Nel 2004 quando ho iniziato a portare in Italia l’idea della “foodservice consultancy” come uno degli elementi fondamentali di una progettualità integrata, soprattutto per lo sviluppo a rete (franchising o licencing) sono stato guardato con un certo sospetto, come se volessi imporre nella filiera un inutile anello in più, una moda passeggera e superflua proveniente da Oltreoceano.

Oggi, fortunatamente, i clienti di Desita riescono a comprendere il valore di un coordinamento funzionale a tenere insieme tutte le anime di cui Andrea ha parlato. Ma, a proposito di mode…. quale sarà la chiave per far tornare il pubblico nei locali?

Andrea, secondo te ha ancora senso il concetto di storytelling applicato alla ristorazione?

La mia personale definizione di ristorazione è: “un luogo dove si mangia qualcosa e si raccontano storie.” Non è importante solo “cosa” si mangia, ma anche “dove” lo si mangia, “come” e con “chi”. Il cibo è la parte fondamentale dell’esperienza, ma senza un contesto, uno spazio in cui si racconti una storia, rimane fine a se stesso. Quello del “nutrimento” è un concetto molto ampio fatto di sensazioni, emozioni, divertimento e sorpresa. Noi lavoriamo perché un locale offra tutto questo e io credo che le persone continueranno a cercarlo. Già, il “nutrimento” che diventa esperienza e il grande tema del riuscire a preservarla anche in un consumo casalingo, che sembrerebbe spuntare le armi dell’estetica e dell’atmosfera. Ma sarà davvero così?

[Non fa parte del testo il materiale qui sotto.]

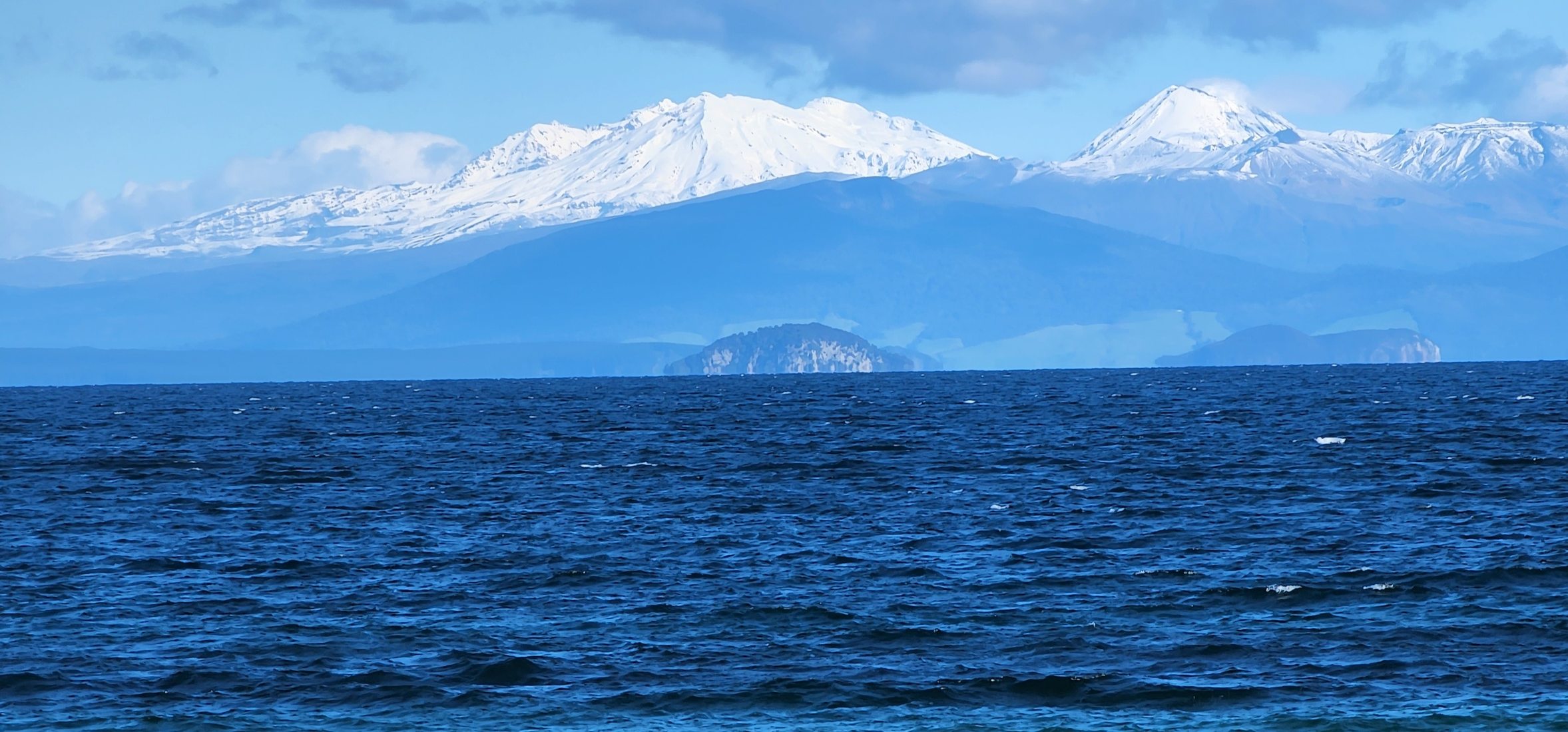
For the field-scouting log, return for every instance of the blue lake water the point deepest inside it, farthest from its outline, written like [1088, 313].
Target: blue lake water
[1151, 549]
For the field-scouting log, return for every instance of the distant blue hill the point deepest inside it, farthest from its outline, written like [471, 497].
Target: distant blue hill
[91, 366]
[929, 274]
[1283, 345]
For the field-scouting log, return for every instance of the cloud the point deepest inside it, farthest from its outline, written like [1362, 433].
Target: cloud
[1513, 74]
[154, 55]
[988, 46]
[363, 71]
[258, 13]
[354, 156]
[1283, 94]
[408, 11]
[1300, 24]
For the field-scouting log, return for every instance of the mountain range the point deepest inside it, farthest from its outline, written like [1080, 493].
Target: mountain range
[557, 174]
[1197, 217]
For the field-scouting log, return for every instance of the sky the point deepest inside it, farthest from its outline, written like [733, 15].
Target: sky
[125, 115]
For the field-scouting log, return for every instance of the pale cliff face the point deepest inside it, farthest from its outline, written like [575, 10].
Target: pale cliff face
[1410, 351]
[811, 356]
[792, 349]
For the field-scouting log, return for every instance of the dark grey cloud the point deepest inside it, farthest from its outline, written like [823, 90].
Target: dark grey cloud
[154, 55]
[258, 13]
[413, 11]
[363, 71]
[996, 46]
[1499, 76]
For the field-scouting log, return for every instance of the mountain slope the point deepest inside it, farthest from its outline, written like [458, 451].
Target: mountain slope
[1206, 171]
[868, 252]
[554, 174]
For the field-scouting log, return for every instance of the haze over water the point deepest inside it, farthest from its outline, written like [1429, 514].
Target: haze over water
[915, 550]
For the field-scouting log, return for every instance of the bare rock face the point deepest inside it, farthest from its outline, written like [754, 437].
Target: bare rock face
[791, 349]
[1282, 345]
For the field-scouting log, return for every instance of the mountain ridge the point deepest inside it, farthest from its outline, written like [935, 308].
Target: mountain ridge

The Fisher, Milano – Arch. Andrea Langhi

Il delivery sembra sia diventato un mezzo indispensabile per fidelizzare il consumatore e riportarlo al ristorante prima possibile. Tu cosa ne pensi?

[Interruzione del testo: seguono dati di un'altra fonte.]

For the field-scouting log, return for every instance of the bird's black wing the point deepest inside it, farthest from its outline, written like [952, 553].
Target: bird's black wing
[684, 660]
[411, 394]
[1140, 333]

Lo vedo come un business parallelo al ristorante, non alternativo. Certo, può essere svolto in modo complementare e, in questo periodo, rappresenta probabilmente l’unico modo per sopravvivere, ma non è per questo che nascono i ristoranti e, anche se stiamo lavorando anche su dark e ghost kitchen, cerco di non perdere il faro-guida della mia professione.

E qual è il faro-guida, Andrea?

Che non progetto locali, progetto emozioni. E penso che anche un’ordinazione via Internet o telefono dovrebbe procurarti una sensazione appagante, altrimenti è solo gastronomia.

Impossibile darti torto caro Andrea. Anche nei nostri progetti tra delivery, dark kitchen, nuovi prodotti e tecnologie innovative cerchiamo sempre di mettere l’essere umano al centro, partendo dallo staff, che è il vero “utilizzatore” del locale. Le emozioni, le sensazioni e le esperienze, alla luce del periodo che stiamo vivendo, dovranno essere sempre più multisensoriali.